This is especially true for companies trying to streamline their data analytics and unveil hidden opportunities for sustainability. However, proper integration is not about plugging in new technology. AI integration requires alignment with operational changes and a robust change management approach.
Identify New Opportunities
A supply chain professional with years of experience might recognize the need for process changes. These observations are valuable indicators that serve as a starting point. However, AI can add significant depth to these insights with a data-driven approach.
For instance, if you hypothesize that a particular area has significant opportunities and waste, AI can validate this by analyzing vast amounts of operational data and utilize diverse signals, confirming whether this is indeed the case and pinpointing where improvements can be made for an optimized approach. This would take considerable time and effort without the use of AI.

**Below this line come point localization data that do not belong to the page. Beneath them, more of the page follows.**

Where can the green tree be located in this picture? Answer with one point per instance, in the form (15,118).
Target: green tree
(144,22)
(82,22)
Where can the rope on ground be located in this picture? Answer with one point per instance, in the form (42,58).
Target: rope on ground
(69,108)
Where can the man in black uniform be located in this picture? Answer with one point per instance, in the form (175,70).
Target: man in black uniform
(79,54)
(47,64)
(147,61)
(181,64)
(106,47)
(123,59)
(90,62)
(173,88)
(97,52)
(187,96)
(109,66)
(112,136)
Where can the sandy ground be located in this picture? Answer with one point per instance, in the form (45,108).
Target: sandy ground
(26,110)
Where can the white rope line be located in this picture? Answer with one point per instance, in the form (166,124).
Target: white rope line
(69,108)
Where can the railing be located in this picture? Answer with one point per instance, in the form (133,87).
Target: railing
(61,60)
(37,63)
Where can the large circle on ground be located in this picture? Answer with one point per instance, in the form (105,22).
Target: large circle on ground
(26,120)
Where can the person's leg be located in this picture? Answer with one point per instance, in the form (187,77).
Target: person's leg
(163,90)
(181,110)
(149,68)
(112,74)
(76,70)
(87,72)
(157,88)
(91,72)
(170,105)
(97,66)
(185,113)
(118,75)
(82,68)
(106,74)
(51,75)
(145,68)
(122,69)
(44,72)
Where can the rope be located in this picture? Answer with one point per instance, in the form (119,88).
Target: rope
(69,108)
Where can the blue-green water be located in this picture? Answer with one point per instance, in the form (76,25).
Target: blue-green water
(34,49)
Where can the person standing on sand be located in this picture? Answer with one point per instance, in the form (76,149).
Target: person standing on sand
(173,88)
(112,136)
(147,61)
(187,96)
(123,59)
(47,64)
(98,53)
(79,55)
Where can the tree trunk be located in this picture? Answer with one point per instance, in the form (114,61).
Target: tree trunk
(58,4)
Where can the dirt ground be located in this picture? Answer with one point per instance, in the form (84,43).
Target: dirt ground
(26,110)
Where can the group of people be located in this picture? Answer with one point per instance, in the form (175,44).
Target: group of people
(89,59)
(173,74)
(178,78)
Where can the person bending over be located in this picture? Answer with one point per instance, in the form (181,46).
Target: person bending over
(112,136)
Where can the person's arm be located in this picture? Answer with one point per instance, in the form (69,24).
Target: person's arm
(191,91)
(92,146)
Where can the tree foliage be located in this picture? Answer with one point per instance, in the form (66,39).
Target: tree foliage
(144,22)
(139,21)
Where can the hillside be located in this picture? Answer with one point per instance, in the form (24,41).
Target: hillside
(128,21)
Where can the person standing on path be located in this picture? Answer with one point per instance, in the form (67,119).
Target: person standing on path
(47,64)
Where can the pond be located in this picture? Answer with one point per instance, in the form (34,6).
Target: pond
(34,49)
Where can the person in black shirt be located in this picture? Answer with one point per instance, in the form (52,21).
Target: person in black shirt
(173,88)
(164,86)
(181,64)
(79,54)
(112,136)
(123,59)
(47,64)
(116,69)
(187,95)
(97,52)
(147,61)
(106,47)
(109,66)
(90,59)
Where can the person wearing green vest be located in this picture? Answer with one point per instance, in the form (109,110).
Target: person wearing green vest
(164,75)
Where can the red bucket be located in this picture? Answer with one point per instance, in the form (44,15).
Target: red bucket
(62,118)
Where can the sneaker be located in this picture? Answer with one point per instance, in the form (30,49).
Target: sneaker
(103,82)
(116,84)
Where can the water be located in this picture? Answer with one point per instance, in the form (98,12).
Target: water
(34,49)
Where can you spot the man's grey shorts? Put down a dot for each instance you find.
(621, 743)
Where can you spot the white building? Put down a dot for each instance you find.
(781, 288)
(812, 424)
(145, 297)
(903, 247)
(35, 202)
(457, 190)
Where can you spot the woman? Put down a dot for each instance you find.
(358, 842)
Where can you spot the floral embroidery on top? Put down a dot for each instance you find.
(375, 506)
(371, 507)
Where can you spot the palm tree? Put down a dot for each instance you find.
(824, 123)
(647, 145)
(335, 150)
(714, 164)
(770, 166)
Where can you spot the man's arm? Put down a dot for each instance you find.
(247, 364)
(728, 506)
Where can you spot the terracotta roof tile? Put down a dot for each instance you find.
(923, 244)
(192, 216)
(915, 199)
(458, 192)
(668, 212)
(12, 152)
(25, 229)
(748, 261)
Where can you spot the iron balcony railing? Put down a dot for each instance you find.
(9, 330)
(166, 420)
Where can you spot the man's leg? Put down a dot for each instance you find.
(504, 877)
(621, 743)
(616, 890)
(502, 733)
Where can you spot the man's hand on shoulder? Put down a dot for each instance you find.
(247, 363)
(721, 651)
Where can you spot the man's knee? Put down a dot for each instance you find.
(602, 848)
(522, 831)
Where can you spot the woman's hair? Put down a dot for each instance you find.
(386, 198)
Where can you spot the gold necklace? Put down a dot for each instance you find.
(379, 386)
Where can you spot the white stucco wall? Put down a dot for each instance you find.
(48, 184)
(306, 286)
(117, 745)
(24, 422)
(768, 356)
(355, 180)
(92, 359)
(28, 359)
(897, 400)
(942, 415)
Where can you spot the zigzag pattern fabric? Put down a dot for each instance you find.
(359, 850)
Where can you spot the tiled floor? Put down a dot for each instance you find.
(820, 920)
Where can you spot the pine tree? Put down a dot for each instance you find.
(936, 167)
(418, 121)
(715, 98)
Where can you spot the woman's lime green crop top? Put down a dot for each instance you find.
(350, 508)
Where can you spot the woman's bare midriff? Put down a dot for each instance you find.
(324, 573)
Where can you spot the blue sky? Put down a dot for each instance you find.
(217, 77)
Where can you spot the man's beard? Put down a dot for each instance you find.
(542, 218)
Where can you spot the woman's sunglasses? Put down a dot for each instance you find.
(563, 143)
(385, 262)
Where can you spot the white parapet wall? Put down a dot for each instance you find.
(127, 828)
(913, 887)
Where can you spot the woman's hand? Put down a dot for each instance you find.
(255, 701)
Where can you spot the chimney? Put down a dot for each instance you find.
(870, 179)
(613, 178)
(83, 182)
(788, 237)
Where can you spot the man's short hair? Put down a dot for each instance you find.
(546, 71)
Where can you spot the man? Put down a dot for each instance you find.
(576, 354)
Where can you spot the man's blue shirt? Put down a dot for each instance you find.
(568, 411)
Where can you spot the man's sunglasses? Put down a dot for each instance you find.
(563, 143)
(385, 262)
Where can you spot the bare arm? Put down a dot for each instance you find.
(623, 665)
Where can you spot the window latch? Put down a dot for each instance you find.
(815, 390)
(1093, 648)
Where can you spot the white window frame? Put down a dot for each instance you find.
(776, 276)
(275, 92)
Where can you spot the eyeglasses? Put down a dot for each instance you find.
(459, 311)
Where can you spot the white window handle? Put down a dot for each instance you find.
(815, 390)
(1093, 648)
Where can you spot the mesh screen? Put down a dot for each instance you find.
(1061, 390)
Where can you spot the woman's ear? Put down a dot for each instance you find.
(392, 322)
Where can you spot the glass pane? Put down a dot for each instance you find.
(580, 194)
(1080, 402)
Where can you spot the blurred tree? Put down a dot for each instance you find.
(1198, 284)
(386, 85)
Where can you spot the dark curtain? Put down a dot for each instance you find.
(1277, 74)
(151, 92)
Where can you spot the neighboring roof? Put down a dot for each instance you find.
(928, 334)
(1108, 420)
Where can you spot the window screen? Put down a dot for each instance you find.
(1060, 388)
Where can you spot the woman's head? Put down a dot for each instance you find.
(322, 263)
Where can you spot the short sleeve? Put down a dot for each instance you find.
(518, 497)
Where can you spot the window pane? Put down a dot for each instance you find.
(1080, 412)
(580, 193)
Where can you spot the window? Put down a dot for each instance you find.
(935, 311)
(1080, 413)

Every business is unique, and sustainability can mean different things depending on your type of business. It could be using more recyclable materials, increasing production efficiency to reduce waste, improving refrigeration processes and more. The key is finding a tailored AI that could pinpoint specific areas to improve your sustainability efforts.
Sizing And Mapping Opportunities
Business are complex and usually have many touchpoints in their operations where waste can occur. Further, waste could be an outcome of process gaps, people challenges or techology gaps. For example, many processes are involved in a supply chain. If your logistics supply chain has some inefficiency, this also means there could be a lot of different pieces to the puzzle.
Once you have identified your opportunities, the next step is understanding their relative size to map your priorities. This is an important step as time and resources are generally limited and hence focusing on narrow but most impactful opportunities becomes key. This is an excellent use case for AI一estimating the size of sustainability improvements一because it requires substantial computation and advanced modeling.
AI can help streamline your sustainability initiative by making recommendations involving optimized shipment routes, improved fuel efficiency or minimizing the handling of perishable goods to minimize waste. With AI, you can sort the relative importance of your goals using a quantitative method that your stakeholders understand.
Aligning Stakeholders
With a clear picture of the relative importance of your goals, it is crucial to sit down with your stakeholders and align them on how AI works for sustainability.
Integrating AI requires strong change management. This means getting everyone on board with new ways of working. Training programs should be in place to help staff learn new processes. For AI-driven sustainability efforts to be effective, operational management must actively implement the changes recommended by AI. This involves translating AI insights into practical steps within the company’s existing processes. Operational management helps ensure that AI-driven strategies lead to real, tangible improvements in sustainability practices. Ongoing support is essential to ensure smooth transitions. A culture that embraces change can help reduce resistance and improve collaboration.
Defining Sustainable AI
According to Goldman Sachs, a single ChatGPT query uses 10 times as much energy as a Google search. This has brought notable concern to the AI space. Paradoxically, AI machine learning and neural networks are being used to unlock new opportunities for sustainability.
In 2016, Google’s DeepMind AI applied machine learning to their data centers, reducing their overall energy consumption by up to 40%. Researchers at the Lincoln Laboratory Supercomputer Center are experimenting with new techniques that reduce the energy required to train new AI models by 80%. While AI technology may increase your energy usage in the short term, AI tools are constantly being developed to identify and change those patterns.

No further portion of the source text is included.